Ivan Storti / Santos FC
Ivan Storti / Santos FC

Levir Culpi não poupa e se dá bem com o Santos no Brasileirão e na Libertadores

Com entrosamento adquirido entre os atletas, time não perde há 16 jogos

Estadão Conteúdo

12 Setembro 2017 | 07h35

O Santos chega com moral elevado no jogo desta quarta-feira contra o Barcelona, em Guayaquil, no Equador, pela rodada de ida das quartas de final da Copa Libertadores. Venceu com autoridade o clássico contra o Corinthians pelo Campeonato Brasileiro e está invicto há 16 partidas. O time está embalado, apesar de o técnico Levir Culpi preferir andar na contramão em relação aos colegas. Ele escala sempre a melhor formação que tem à disposição e só poupa atletas ocasionalmente.
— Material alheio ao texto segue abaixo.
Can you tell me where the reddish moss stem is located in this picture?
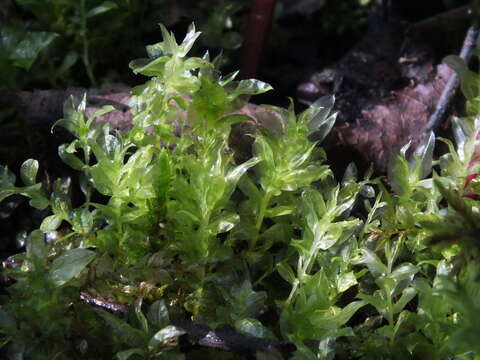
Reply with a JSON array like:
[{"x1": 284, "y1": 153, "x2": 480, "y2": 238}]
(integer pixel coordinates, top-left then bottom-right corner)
[{"x1": 240, "y1": 0, "x2": 276, "y2": 79}]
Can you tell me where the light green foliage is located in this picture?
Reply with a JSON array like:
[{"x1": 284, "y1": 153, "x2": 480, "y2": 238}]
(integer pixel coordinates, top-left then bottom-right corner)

Com Levir Culpi não tem esse negócio de mandar a campo uma equipe mista ou reserva. Ele só não escala todos os titulares quando tem alguém suspenso ou contundido. Do contrário, a opção é pelos principais atletas. Com isso, o Santos ganha ritmo e o elenco, entrosamento.

"Tenho procurado repetir uma formação e isso está dando uma base sólida para a equipe", disse Levir Culpi após os 2 a 0 do último domingo sobre o Corinthians, no estádio da Vila Belmiro, em Santos. "Nós temos algumas jogadas muito boas, alguns jogadores ótimos", elogiou.

Poupar para preservar jogadores cansados e com risco iminente de contusão, como apontam os fisiologistas dos clubes, é um artifício que ele, a rigor, usou apenas uma vez na temporada. Foi no jogo contra o Fluminense pelo Brasileirão, no estádio do Pacaembu, em São Paulo, quando deu descanso a David Braz, Copete e Bruno Henrique.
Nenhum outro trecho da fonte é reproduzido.